The ICT option might also be applicable, but then a service agreement between the Dutch employer and the EoR company would be necessary to show the affiliation. Although affiliation is allowed in terms of the South African ICT context, I am very worried about the approval chances due to the complexity of this path. There is also the issue of the transfer of skills plan, and actual transfer of skills to another employee of the EoR company.

Another option could be the Critical Skills work visa. This could work if you fall into one of the categories. Often this is not the case. The last option would be the general work visa, but due to the required recommendation of the local Department of labour, I foresee major problems with this route.

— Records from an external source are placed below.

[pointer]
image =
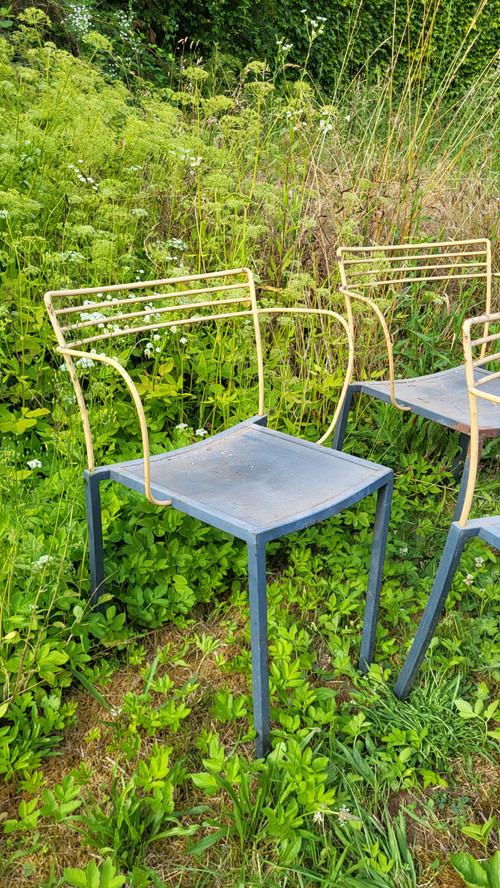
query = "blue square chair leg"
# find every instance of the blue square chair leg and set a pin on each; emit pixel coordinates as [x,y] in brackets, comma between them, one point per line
[380,530]
[258,638]
[450,558]
[94,524]
[458,464]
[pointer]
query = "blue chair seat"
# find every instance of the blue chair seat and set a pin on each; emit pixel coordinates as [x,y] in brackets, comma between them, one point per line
[441,397]
[254,482]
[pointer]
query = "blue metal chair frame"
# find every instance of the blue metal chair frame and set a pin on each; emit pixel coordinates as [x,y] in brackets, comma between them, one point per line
[440,397]
[482,387]
[251,481]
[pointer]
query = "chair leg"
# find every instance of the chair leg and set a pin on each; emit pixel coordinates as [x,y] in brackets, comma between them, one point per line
[258,636]
[446,571]
[459,460]
[96,556]
[463,483]
[340,428]
[380,529]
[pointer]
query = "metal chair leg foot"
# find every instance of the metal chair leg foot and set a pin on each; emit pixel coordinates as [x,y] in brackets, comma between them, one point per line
[258,636]
[380,530]
[450,558]
[96,555]
[340,428]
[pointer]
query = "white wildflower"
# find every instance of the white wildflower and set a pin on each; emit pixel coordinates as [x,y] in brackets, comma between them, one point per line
[44,559]
[85,363]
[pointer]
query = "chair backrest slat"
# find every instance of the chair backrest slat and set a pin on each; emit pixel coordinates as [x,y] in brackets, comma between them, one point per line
[363,268]
[147,314]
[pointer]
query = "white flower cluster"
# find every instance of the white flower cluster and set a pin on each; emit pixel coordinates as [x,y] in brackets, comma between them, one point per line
[192,160]
[87,180]
[84,363]
[42,561]
[93,316]
[80,18]
[176,243]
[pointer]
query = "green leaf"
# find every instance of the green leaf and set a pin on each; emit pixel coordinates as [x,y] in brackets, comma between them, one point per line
[208,841]
[109,876]
[90,688]
[471,871]
[494,870]
[76,878]
[465,709]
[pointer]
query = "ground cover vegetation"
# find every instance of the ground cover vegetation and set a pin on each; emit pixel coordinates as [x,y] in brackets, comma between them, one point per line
[125,737]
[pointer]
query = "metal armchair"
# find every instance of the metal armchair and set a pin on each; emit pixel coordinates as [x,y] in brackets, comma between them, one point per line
[375,278]
[255,483]
[482,388]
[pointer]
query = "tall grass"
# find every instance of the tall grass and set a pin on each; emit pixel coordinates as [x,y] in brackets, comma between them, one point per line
[228,166]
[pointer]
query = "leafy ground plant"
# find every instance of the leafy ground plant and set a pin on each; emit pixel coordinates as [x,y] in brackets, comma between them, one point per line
[149,706]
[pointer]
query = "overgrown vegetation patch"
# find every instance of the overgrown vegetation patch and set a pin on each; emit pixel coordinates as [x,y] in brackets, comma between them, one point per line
[126,737]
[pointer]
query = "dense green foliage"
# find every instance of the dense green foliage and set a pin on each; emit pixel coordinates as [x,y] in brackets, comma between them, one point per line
[229,164]
[366,36]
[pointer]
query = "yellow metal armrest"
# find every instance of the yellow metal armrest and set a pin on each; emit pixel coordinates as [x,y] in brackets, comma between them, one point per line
[111,362]
[352,294]
[350,365]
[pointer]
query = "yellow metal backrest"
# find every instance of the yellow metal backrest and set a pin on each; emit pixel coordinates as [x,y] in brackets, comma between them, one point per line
[369,273]
[86,320]
[477,388]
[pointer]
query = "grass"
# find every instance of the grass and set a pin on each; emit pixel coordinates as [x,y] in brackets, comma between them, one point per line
[125,739]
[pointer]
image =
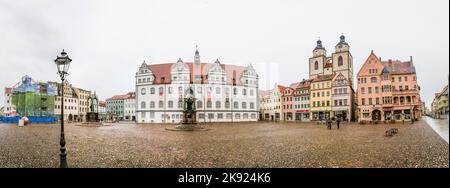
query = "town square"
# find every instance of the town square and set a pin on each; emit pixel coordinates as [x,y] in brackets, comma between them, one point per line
[244,145]
[145,89]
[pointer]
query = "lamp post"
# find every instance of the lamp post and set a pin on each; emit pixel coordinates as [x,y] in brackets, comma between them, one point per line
[411,112]
[63,63]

In conclusion, while the usage of an EoR company solves the PE risk, it requires you to have a work visa, which will not be simple to obtain. Within a larger African context, excluding South Africa, the usage of EoR service company might actually be easier from an immigration perspective. Most established markets in Africa only require local employment and have not yet detailed the transfer of skills plan or have critical skills categories. In practice, EoR services very often successfully obtain local work permissions, allowing Remote Working as a Digital nomad.

One African country in particular is targeting digital nomads, welcoming them with open arms. Mauritius introduced the premium visa a few months ago. The requirements of the premium visa are rather simple, you must show that you will continue working for your foreign employer, have health insurance and sufficient funds. This visa has the added benefit of allowing family member to travel with you. The visa will be issued for up to one year, and if you happen to fall in love with Mauritius during that year, you are allowed to change your visa into another category from within Mauritius. The application process is straight forward. There is even clarity on tax issues, as long as you do not repatriate your income earned outside Mauritius to Mauritius.

Here is an idea for other African countries to attract digital nomads!  You never know, some might make it their permanent home, start a business, or just transfer their skills to their new ‘forever home’. Because ultimately, that is every countries dream immigrant!